You can't talk them into seeking help. Trying will just make them question your motivations, or at least your competence. The best thing you can do is give them access to an internet connection (encrypted by a virtual private network, naturally, for privacy's sake) and just enough information that they will want to look it up themselves. If they think it's their idea, they'll be more likely to take what they discover at face value.
Ironically, certain types of psychological tricks used by advertisers, con-men, and businesses might be more likely to work on people with PPD, even as their minds are naturally hardened against other types of ads, scams and persuasion strategies. My advice is not to try to persuade them into anything at all. Even if it works, they might feel as though you tricked them, later.
(They might feel this anyway, even if you didn't try to persuade them at all. Remeber that this is just their damage. They can't help it or control it. Forgive them for it.)

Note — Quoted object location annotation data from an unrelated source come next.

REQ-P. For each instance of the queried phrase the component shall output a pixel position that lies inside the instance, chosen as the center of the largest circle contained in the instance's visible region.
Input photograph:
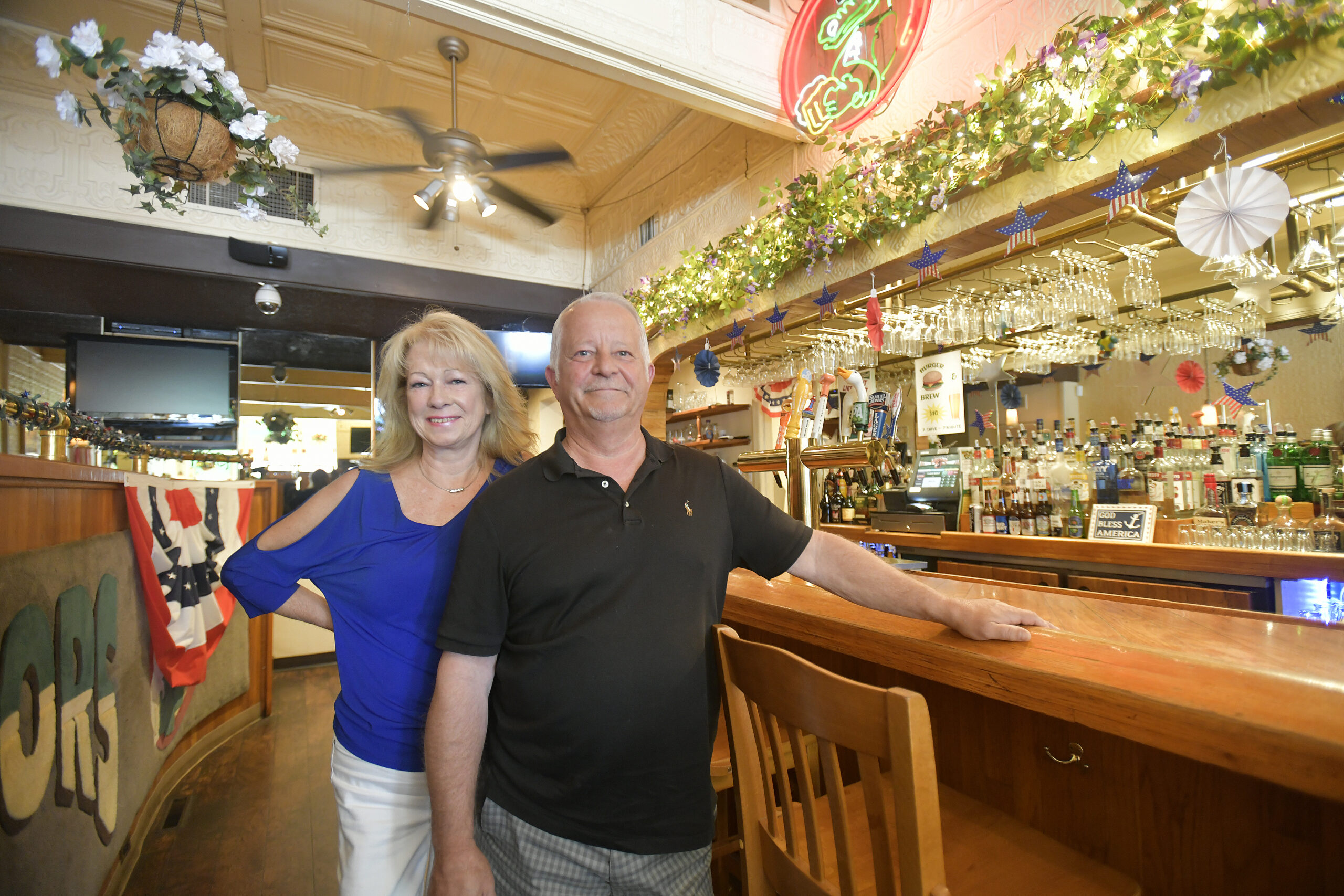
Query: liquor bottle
(1247, 472)
(1316, 471)
(1283, 467)
(1244, 511)
(1129, 481)
(1105, 479)
(1015, 516)
(1042, 503)
(1159, 488)
(1284, 519)
(1213, 513)
(1076, 516)
(1327, 530)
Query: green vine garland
(1100, 75)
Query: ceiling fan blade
(340, 172)
(505, 162)
(435, 217)
(503, 194)
(412, 120)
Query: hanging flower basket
(186, 141)
(181, 117)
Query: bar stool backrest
(766, 690)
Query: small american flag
(1128, 190)
(737, 333)
(1237, 398)
(827, 304)
(927, 267)
(1022, 230)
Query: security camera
(268, 299)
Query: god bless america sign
(843, 59)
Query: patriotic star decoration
(1318, 331)
(827, 304)
(927, 267)
(1128, 190)
(737, 333)
(1235, 398)
(1022, 231)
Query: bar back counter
(1199, 750)
(80, 800)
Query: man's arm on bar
(844, 568)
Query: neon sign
(844, 58)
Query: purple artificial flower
(1186, 82)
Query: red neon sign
(844, 58)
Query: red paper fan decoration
(1190, 376)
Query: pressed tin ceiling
(370, 57)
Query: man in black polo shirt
(577, 640)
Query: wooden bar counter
(1211, 741)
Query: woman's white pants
(383, 832)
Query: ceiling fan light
(484, 203)
(425, 198)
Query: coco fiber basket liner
(187, 144)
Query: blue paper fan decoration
(706, 366)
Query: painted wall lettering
(71, 714)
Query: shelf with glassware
(1263, 492)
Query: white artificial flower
(49, 57)
(68, 108)
(250, 127)
(163, 51)
(203, 56)
(197, 78)
(252, 210)
(87, 39)
(109, 96)
(284, 150)
(229, 81)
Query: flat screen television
(185, 382)
(526, 355)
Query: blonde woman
(381, 543)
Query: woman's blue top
(386, 581)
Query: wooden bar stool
(894, 830)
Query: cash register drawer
(921, 523)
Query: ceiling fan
(460, 164)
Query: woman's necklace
(475, 473)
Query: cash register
(930, 503)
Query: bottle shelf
(713, 410)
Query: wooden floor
(260, 816)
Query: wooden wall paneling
(1162, 592)
(970, 570)
(1182, 828)
(1026, 577)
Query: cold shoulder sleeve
(262, 581)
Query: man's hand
(464, 872)
(992, 621)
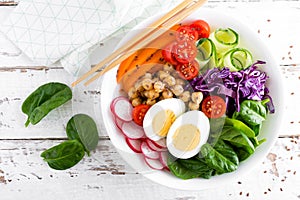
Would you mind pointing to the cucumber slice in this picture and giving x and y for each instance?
(206, 55)
(237, 59)
(224, 39)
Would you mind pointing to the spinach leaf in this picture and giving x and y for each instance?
(43, 100)
(64, 155)
(189, 168)
(241, 144)
(83, 128)
(216, 127)
(221, 157)
(251, 112)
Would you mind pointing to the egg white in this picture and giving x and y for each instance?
(196, 118)
(177, 106)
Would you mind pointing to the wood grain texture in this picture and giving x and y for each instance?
(105, 175)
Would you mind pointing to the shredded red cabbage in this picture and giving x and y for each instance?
(245, 84)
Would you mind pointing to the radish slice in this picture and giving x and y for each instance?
(149, 153)
(163, 157)
(122, 108)
(154, 164)
(132, 130)
(112, 104)
(160, 143)
(134, 145)
(153, 146)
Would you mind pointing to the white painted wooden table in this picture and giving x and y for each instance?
(24, 175)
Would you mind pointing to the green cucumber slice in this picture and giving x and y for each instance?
(206, 55)
(224, 39)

Easily-verified facts are your friends. "It's 20 degrees outside" is better than "you should wear a coat." The former makes them feel smart and secure as they cleverly put on a coat to defend themselves against the danger of hypothermia. The latter makes them feel like you're trying to control what they wear, for any number of reasons that have nothing to do with the temperature.
Give them options. Give them tools. Give them an easy out. Avoid the phrase "don't worry about it." They likely literally can't not worry about it. Instead, say "yeah, that sucks. But, hey, it could have been worse!" They will get behind you on that one. Paranoia means always realizing how it could have been worse.
I am not a psychologist. These are not treatment strategies. I am a PPD sufferer. These are coping strategies, which is what I think the OP was asking for.